Più o meno tutti concordano sul fatto che si tratti di un tema strategico e di un modo per aumentare la produttività. Tuttavia, solo il 35% dei dipendenti interpellati si sente regolarmente e globalmente coinvolto dalla propria azienda e solo il 29% stima che i datori di lavoro abbiano messo in atto misure per migliorare lo stato delle cose.
Per altro verso, il 42% ritiene che siano i propri colleghi ad avere l'impatto positivo più importante sul coinvolgimento, mentre responsabili gerarchici e manager delle unità operative seguono a distanza e i responsabili delle risorse umane sono relegati a un misero 10%.
Dall'altro lato, mentre il 93% dei datori di lavoro riconosce che il coinvolgimento dei dipendenti riveste un'importanza strategica, con impatto positivo sulla collaborazione fra i team (65%) le performance di business (61%) e il servizio ai clienti (60%), solo nel 37% dei casi vengono utilizzati strumenti di analisi evoluti per effettuare delle misurazioni. Nel 68% delle aziende, al contrario, si usano le tradizionali survey per ottenere informazioni di feedback.

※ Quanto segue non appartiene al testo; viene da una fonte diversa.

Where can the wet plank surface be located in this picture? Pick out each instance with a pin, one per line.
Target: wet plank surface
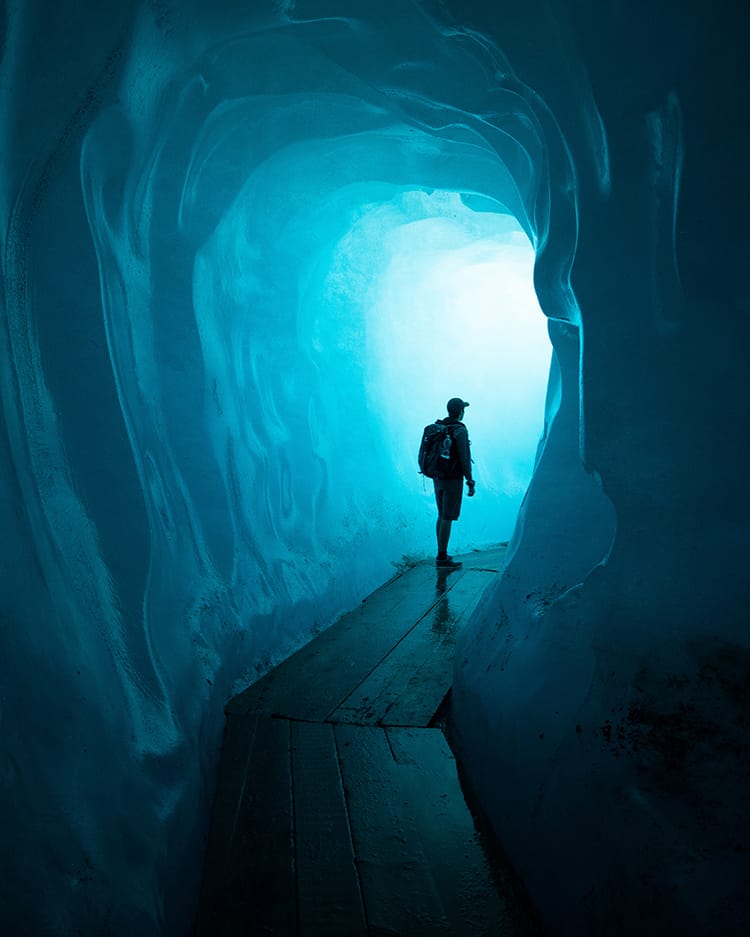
(411, 682)
(331, 818)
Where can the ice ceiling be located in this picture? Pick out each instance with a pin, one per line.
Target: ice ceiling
(228, 228)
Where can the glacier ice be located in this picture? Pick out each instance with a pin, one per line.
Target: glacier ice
(194, 202)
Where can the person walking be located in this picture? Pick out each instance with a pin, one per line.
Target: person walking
(449, 490)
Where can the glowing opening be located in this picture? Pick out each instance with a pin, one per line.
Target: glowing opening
(454, 312)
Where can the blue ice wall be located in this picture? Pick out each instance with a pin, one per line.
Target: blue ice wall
(601, 691)
(196, 472)
(177, 182)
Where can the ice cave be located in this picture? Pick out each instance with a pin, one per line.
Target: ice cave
(249, 249)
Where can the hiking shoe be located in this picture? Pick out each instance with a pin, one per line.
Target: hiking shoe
(447, 562)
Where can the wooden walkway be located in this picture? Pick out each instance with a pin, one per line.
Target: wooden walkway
(338, 810)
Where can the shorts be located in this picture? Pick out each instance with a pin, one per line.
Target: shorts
(448, 492)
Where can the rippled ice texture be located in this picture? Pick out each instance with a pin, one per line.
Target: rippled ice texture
(196, 452)
(193, 195)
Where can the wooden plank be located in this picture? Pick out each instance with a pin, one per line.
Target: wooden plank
(258, 892)
(433, 795)
(239, 731)
(329, 901)
(312, 682)
(399, 893)
(409, 685)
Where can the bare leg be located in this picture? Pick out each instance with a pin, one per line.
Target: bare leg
(443, 531)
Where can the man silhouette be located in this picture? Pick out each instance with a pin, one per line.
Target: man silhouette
(448, 490)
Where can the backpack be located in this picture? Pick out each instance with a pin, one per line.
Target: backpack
(435, 451)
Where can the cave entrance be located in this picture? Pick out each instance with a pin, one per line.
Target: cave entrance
(449, 309)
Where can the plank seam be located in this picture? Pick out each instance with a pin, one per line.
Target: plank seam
(341, 703)
(349, 827)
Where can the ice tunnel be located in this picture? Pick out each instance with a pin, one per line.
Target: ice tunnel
(235, 238)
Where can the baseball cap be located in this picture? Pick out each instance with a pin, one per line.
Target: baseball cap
(456, 405)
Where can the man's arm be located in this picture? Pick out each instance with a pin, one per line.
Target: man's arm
(461, 440)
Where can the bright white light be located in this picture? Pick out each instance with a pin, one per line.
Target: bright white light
(454, 313)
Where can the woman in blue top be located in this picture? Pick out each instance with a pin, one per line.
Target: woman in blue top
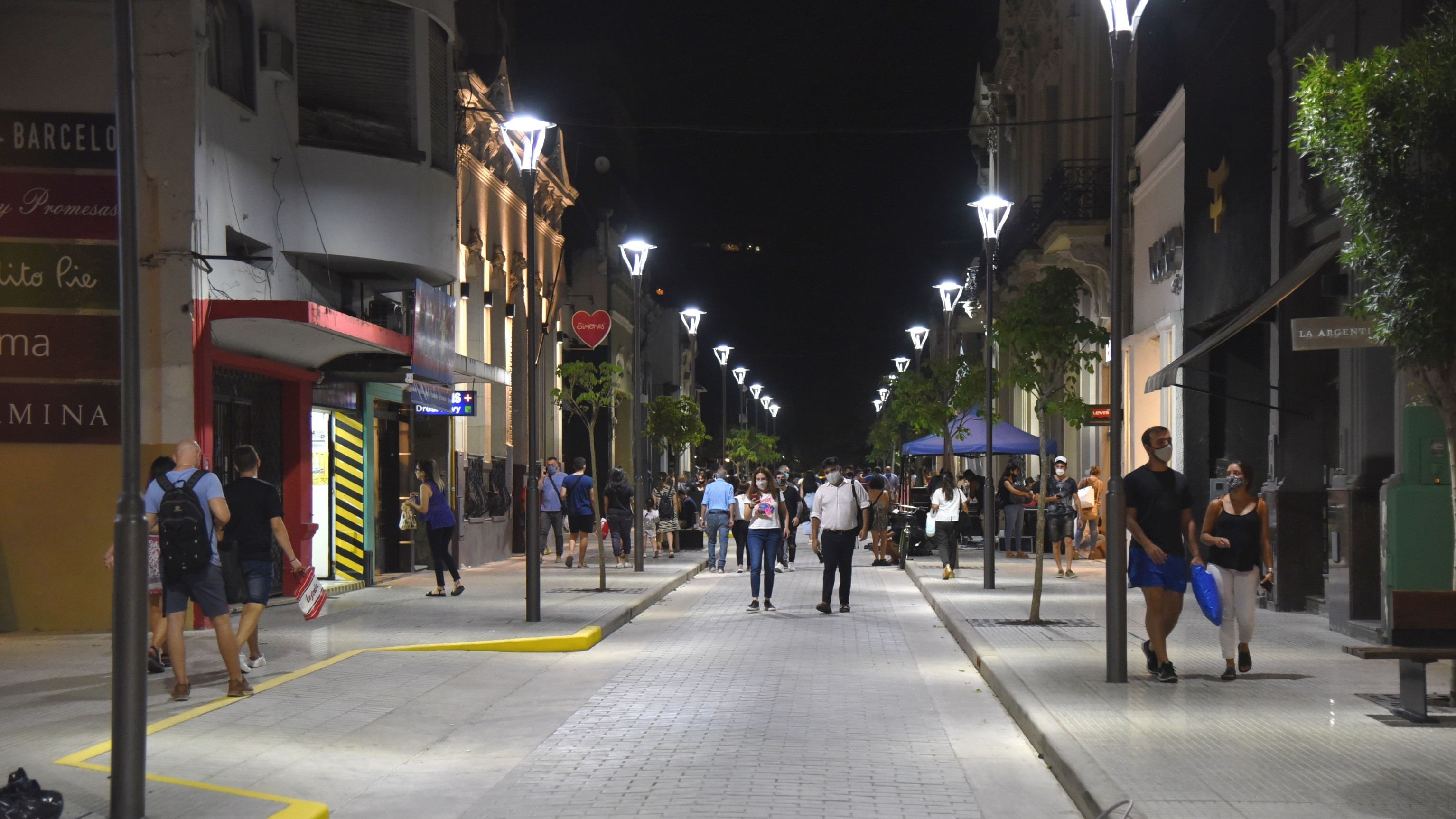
(434, 511)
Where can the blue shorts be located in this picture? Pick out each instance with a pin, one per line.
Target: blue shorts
(258, 575)
(1142, 572)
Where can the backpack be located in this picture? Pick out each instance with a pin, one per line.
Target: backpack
(183, 527)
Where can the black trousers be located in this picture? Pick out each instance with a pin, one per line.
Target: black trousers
(839, 555)
(440, 553)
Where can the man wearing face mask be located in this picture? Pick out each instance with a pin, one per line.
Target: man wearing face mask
(1159, 517)
(842, 517)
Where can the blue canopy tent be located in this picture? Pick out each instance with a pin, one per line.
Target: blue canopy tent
(1007, 440)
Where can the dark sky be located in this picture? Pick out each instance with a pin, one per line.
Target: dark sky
(855, 223)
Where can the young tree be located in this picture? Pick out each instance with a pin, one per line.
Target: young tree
(1382, 131)
(1045, 344)
(589, 392)
(673, 424)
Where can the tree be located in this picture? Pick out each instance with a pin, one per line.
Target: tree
(1382, 131)
(673, 424)
(589, 391)
(1045, 344)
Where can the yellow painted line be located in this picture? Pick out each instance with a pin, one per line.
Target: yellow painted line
(300, 808)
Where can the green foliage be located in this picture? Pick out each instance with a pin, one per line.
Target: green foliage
(673, 424)
(1382, 131)
(1045, 342)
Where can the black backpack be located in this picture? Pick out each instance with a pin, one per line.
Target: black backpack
(183, 527)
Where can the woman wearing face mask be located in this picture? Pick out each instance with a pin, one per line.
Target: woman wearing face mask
(766, 531)
(947, 504)
(1237, 534)
(1011, 496)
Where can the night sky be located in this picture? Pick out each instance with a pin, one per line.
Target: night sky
(774, 126)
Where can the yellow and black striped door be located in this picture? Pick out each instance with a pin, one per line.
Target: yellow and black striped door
(348, 498)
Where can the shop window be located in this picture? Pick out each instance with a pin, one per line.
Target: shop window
(231, 48)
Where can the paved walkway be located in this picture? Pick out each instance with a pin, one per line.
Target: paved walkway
(1293, 739)
(695, 709)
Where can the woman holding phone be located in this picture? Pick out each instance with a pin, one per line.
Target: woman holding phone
(1237, 540)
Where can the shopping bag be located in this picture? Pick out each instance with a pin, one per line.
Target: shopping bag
(1206, 591)
(311, 594)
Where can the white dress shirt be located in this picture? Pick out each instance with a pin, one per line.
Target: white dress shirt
(838, 507)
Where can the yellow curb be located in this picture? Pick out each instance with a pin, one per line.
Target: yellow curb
(300, 808)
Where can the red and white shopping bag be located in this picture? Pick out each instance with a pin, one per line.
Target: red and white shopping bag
(311, 594)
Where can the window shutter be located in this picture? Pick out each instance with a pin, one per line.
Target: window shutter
(355, 76)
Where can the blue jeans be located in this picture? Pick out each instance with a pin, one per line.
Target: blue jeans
(764, 549)
(717, 527)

Il 31% degli interpellati dichiara, di conseguenza, di trovare difficile misurare il ritorno degli oracle---melanie-hache-barrois-direttore-strategico-hcm.pnginvestimenti e l'impatto diretto del coinvolgimento dei dipendenti sul business, mentre il 30% evidenzia forte difficoltà nella quantificazione dei vantaggi utile per rapportarsi in modo proattivo con il proprio top management. “Esiste un gap importante fra aspettative e approcci adottati nelle aziende - ha commentato Melanie Hache-Barrois, Hcm Strategy Director Sud Europa di Oracle - ma questa è proprio la sfida che i responsabili delle risorse umane devono raccogliere. Se il rapporto fra colleghi e visto in modo positivo, per esempio, è possibile incoraggiare gli scambi costruendo piattaforme di condivisione e collaborazione anche sfruttando i social media. L'arrivo della generazione Y accentuerà questi aspetti, visto che i giovani sì attendono riconoscimento e feedback sul proprio lavoro in modo coerente. La chiave diventa, a questo punto, la capacità di far leva su tecnologie capaci di offrire ai manager una rappresentazione costantemente aggiornata di ogni dipendente, anche per favorire lo sviluppo di scambi più personalizzati e gratificanti”.

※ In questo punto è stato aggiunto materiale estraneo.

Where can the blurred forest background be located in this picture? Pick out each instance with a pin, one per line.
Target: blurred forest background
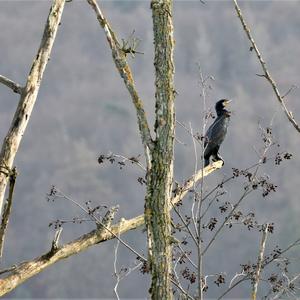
(84, 110)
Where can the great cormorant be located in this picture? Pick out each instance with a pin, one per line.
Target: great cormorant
(216, 133)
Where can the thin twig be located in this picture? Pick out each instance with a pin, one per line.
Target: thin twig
(266, 74)
(260, 260)
(30, 268)
(119, 58)
(7, 208)
(246, 192)
(103, 223)
(29, 94)
(11, 84)
(182, 290)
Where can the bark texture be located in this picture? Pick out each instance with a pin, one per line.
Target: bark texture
(18, 274)
(160, 176)
(28, 97)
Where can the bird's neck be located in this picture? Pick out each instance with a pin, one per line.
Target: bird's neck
(223, 112)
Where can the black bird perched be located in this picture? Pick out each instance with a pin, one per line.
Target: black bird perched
(216, 132)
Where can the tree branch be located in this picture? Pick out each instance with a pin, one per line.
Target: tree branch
(266, 74)
(260, 260)
(7, 208)
(119, 57)
(11, 84)
(25, 270)
(28, 96)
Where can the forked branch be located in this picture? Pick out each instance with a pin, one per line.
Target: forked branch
(25, 270)
(28, 96)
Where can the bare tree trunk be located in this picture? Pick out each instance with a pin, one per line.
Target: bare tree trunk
(160, 176)
(28, 96)
(17, 274)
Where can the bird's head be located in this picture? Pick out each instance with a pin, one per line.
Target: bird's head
(221, 106)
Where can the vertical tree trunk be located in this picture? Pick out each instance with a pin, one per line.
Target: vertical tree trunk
(160, 176)
(28, 96)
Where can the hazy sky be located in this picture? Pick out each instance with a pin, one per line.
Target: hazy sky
(83, 110)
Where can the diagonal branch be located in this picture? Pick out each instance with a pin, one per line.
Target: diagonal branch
(25, 270)
(266, 74)
(11, 84)
(119, 57)
(28, 96)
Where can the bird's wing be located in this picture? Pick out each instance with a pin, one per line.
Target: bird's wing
(213, 131)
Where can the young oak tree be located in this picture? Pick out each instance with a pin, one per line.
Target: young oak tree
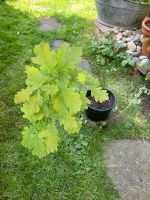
(55, 93)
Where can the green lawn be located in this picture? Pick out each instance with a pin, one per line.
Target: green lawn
(77, 171)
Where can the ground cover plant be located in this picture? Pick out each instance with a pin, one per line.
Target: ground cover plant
(77, 170)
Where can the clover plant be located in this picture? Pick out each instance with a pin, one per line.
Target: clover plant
(55, 93)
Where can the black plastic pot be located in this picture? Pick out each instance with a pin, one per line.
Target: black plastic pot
(98, 114)
(124, 13)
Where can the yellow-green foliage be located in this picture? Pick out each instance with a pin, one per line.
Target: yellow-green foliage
(55, 94)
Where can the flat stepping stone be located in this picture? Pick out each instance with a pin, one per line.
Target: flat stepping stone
(58, 43)
(48, 23)
(128, 163)
(85, 65)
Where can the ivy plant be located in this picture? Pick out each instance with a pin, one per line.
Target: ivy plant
(55, 93)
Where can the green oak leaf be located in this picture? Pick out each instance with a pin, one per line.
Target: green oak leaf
(71, 124)
(34, 77)
(31, 141)
(99, 94)
(23, 95)
(72, 100)
(44, 57)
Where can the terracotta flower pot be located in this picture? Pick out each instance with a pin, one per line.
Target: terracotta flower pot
(146, 37)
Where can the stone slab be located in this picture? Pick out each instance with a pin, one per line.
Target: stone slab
(128, 163)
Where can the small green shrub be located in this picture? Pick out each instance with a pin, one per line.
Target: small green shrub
(107, 53)
(54, 96)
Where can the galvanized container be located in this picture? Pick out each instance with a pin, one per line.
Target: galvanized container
(122, 13)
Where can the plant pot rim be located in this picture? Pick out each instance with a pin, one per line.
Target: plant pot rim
(144, 24)
(107, 108)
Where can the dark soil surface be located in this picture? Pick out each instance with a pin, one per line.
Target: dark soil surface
(146, 106)
(102, 106)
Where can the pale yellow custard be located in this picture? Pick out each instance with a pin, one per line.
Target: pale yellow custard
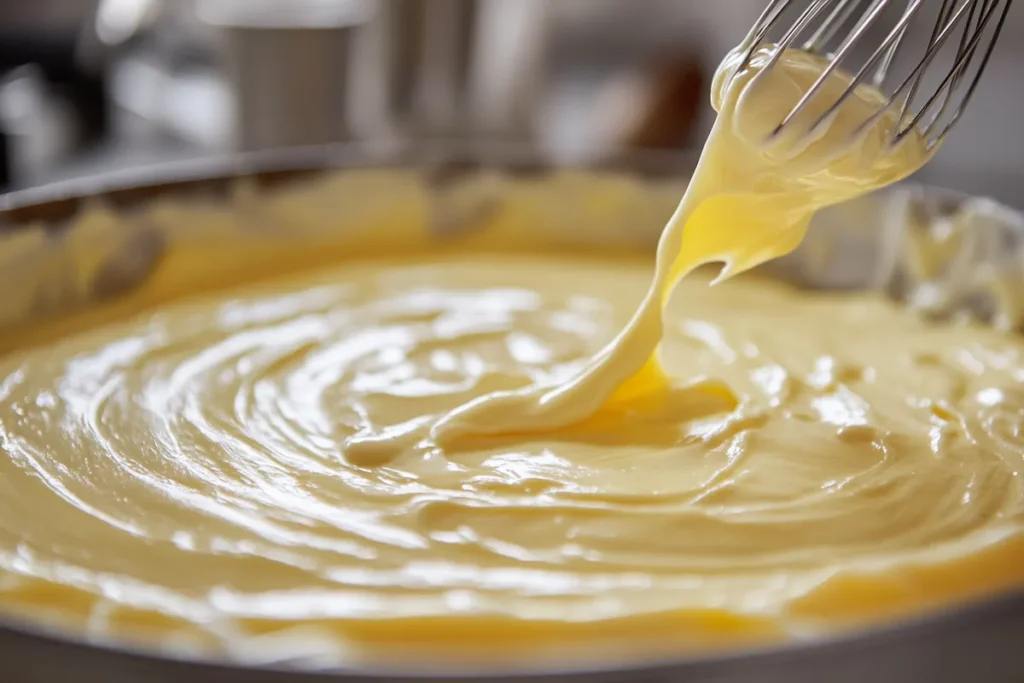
(465, 453)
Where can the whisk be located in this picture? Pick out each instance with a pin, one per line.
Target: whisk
(838, 29)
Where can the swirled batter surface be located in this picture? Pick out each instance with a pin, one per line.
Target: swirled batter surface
(820, 459)
(482, 455)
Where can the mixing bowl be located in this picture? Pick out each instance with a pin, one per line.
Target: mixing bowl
(337, 196)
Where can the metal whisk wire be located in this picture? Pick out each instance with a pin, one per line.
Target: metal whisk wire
(976, 20)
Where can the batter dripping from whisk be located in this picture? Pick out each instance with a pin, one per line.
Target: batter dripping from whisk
(427, 457)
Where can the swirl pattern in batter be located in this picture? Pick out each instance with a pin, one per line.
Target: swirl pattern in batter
(820, 459)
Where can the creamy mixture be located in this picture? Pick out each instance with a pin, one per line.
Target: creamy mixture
(464, 454)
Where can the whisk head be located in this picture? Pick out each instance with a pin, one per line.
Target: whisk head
(929, 90)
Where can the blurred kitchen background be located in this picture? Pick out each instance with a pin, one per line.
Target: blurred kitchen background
(89, 86)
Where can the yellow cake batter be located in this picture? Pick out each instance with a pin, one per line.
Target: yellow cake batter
(460, 455)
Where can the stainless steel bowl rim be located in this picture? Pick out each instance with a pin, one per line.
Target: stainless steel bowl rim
(849, 646)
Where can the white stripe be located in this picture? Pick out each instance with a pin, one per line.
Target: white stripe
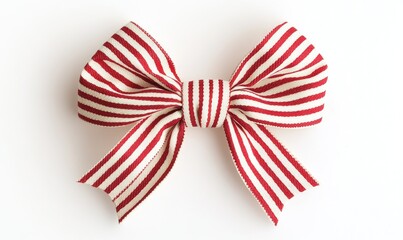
(206, 99)
(214, 102)
(128, 75)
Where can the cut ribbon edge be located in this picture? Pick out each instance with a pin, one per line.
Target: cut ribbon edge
(267, 169)
(152, 169)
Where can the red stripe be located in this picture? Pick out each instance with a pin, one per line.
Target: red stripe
(141, 157)
(220, 96)
(130, 151)
(289, 157)
(252, 53)
(243, 174)
(118, 76)
(201, 96)
(153, 172)
(267, 55)
(301, 57)
(209, 103)
(191, 110)
(271, 154)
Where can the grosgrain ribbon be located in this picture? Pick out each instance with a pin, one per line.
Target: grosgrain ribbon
(132, 80)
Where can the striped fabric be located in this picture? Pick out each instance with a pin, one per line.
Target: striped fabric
(205, 102)
(132, 80)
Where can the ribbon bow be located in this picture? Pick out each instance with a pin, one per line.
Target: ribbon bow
(132, 80)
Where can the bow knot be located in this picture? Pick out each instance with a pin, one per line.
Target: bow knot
(132, 80)
(205, 102)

Le riflessioni che emergono dallo studio portano a considerare come per le aziende sia fondamentale coinvolgere il personale per far emergere e trattenere i talenti: “In alcuni paesi, come la Svizzera, sono state avviate sperimentazioni del cosiddetto social sourcing, che spinge i dipendenti a farsi ambasciatori delle aziende nella selezione di nuovo personale - ha aggiunto Hache-Barrois -. In Italia, rileviamo come banche, aziende di servizi e della grande distribuzione, che vivono anche del contatto diretto con i clienti, siano quelle che meglio stanno interpretando il tema della trasformazione digitale e della valorizzazione dei talenti”.

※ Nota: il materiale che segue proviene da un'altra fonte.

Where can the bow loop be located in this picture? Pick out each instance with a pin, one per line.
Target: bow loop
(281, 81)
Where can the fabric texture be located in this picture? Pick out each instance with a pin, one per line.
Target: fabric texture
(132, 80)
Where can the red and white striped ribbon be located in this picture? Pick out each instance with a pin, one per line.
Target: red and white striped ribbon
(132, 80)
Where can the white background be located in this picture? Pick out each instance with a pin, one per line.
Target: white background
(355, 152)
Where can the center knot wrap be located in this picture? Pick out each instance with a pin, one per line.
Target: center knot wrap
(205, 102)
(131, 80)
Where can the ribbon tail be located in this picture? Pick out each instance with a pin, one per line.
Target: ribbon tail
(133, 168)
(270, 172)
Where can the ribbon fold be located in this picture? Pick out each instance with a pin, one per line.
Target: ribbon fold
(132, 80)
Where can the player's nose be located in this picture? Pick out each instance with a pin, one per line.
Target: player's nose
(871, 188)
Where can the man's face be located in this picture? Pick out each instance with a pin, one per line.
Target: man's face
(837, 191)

Oracle sta spingendo, in questi ultimi tempi, sul tema delle risorse umane, dove al momento non vanta una quota di mercato rilevante. La soluzione Hcm Cloud, ad esempio, include varie applicazioni, come Reputation Management ed Employee Wellness, che cercano di andare incontro alle esigenze dei dipendenti, prestando attenzione anche all'equilibrio tra vita professionale e personale, mentre le funzionalità di analisi possono fornire ai responsabili delle risorse umane e al management delle linee di business indicazioni per la quantificazione della gap di competenze derivante dai pensionamenti programmati o per la valutazione dei programmi di formazione in sviluppo in funzione dei risultati di business effettivamente ottenuti.